My decision not to go ahead with our lesson was definitely the right one. She is still rideable, and I will continue to ride her until she tells me to stop (haha), but she’s definitely not at her best, and a dressage lesson would have meant waving bye-bye to any chance of subsequent November rides. On Tuesday I rode Sofie outside, and she did fairly well. We went on a nice trail ride and then worked in the yard, where had a bit of an opinion clash. I intended to ride her mostly at a walk, with some trotting, mostly to see how she was after her head-bobbing lame incident. Fireball wanted to trot. And canter. A lot. I was not thrilled with this, as she wasn’t paying attention, and I was sure she did not need to be trotting and cantering like a maniac. So she got yelled at a few times. It was kind of a weird, moody ride for both of us. She went forward very well without any resistances (except when it came to down transitions), but her ears were back a lot of the time. Puzzling, but it probably had to do with the fact that up until she went lame, we had been bombing around on our rides, doing lots of trot and canter work. Sofie loves to go forward, and she does try to please, so I think she was still trying to do what she thought I wanted, and paying for it with discomfort, so the ears were probably back in frustration.
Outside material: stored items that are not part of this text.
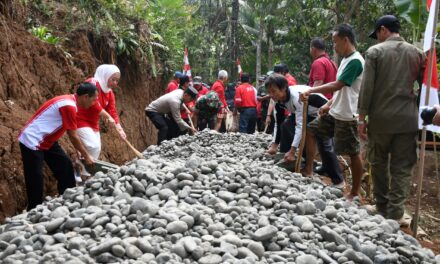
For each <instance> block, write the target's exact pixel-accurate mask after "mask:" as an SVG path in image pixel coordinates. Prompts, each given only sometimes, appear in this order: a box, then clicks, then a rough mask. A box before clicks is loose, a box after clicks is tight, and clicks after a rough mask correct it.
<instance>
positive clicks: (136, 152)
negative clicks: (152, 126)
mask: <svg viewBox="0 0 440 264" xmlns="http://www.w3.org/2000/svg"><path fill="white" fill-rule="evenodd" d="M124 142H125V143H126V144H127V146H128V147H129V148H130V149H131V150H132V151H133V152H134V154H136V156H137V157H138V158H140V159H142V158H143V157H144V156H143V155H142V153H140V152H139V151H138V150H137V149H136V148H135V147H133V145H131V143H130V142H129V141H128V139H126V138H125V139H124Z"/></svg>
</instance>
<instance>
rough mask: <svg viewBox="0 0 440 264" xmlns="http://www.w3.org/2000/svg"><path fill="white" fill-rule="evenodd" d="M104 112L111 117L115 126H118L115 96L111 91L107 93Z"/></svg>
mask: <svg viewBox="0 0 440 264" xmlns="http://www.w3.org/2000/svg"><path fill="white" fill-rule="evenodd" d="M105 111H107V112H108V113H109V114H110V116H111V117H113V119H114V120H115V123H116V124H119V117H118V112H117V110H116V100H115V94H114V93H113V91H110V92H109V98H108V105H107V107H106V108H105Z"/></svg>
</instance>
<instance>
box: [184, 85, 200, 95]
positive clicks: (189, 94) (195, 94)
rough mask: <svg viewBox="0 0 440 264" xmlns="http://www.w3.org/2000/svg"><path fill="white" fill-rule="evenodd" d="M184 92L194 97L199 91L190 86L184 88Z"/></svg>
mask: <svg viewBox="0 0 440 264" xmlns="http://www.w3.org/2000/svg"><path fill="white" fill-rule="evenodd" d="M186 93H187V94H189V95H190V96H191V97H192V98H196V97H197V95H198V94H199V92H198V91H197V89H196V88H194V87H192V86H190V87H188V89H186Z"/></svg>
We did canter a couple times. The first time going through The Place Where We Like To Canter, she took the canter and then veered off toward a hill, which is exactly where she does not need to be cantering. I mean, really. Hill work at a canter, just the most excellent thing to do when your hock is flaring up, right? So I tried to pull her away from the hill, which made her disgruntled, of course. We also cantered in the corner near the driveway, and it felt well balanced. She thought about picking up the right lead a couple times, but then went “No”, showing very good judgment indeed.

She held up really well, only starting to head-bob slightly well into the ride. I dismounted shortly after, since she still wasn’t terribly into “just walking”.

The next time I got out to the barn, the other three mares were all out picking up hay wispies, and once I got in the barn, I looked through the arena and saw that Sofie was standing in the shelter with her bad leg cocked. I was feeling terrible for her until she walked away from me, not wanting to be caught. She walked all the way to the other mares and proceeded to hide behind them (one of her old tricks that she hasn’t done in forever). I can remember her not wanting to be caught maybe one other time this whole year. Fortunately I found a dressage whip that was randomly lying in the outdoor (talk about convenient) and moved Sofie around until she finally decided to just be caught.

She actually free schooled well; I got her to move out nicely in the trot. After we groomed Sofie, we sticked her to find out how tall she actually is, since we were curious after hearing about a supposedly 15.2 hand TB who turned out to be only 14.2. Sofa was suspicious of the measuring stick, but she stood, relatively squareish, kind of (good enough). Turns out she’s really only a little over 14 hands (she would need to be shod to make it to 14.1)! “Sofa! You’re short! You’re a little pony!” We exclaimed. Sofa did not appreciate the teasing (she doesn’t like comments about the size of her belly or butt, either…such a girl).

I rode for about 20 minutes, and she did well at the walk. Her turns were good, and she stayed on the rail nicely, with reminders. The same was true of the trot. She only had one brief gnarly moment near the end of the ride, but she started head bobbing slightly after a little trot work, so I walked her a little more and then quit.

I did have a good ride yesterday...the weather is cooperating for now, which makes things easier on Sofa. I have lots to write about, including the awesome clinic I audited last month, and (more recently) my awesome lesson with Jesse!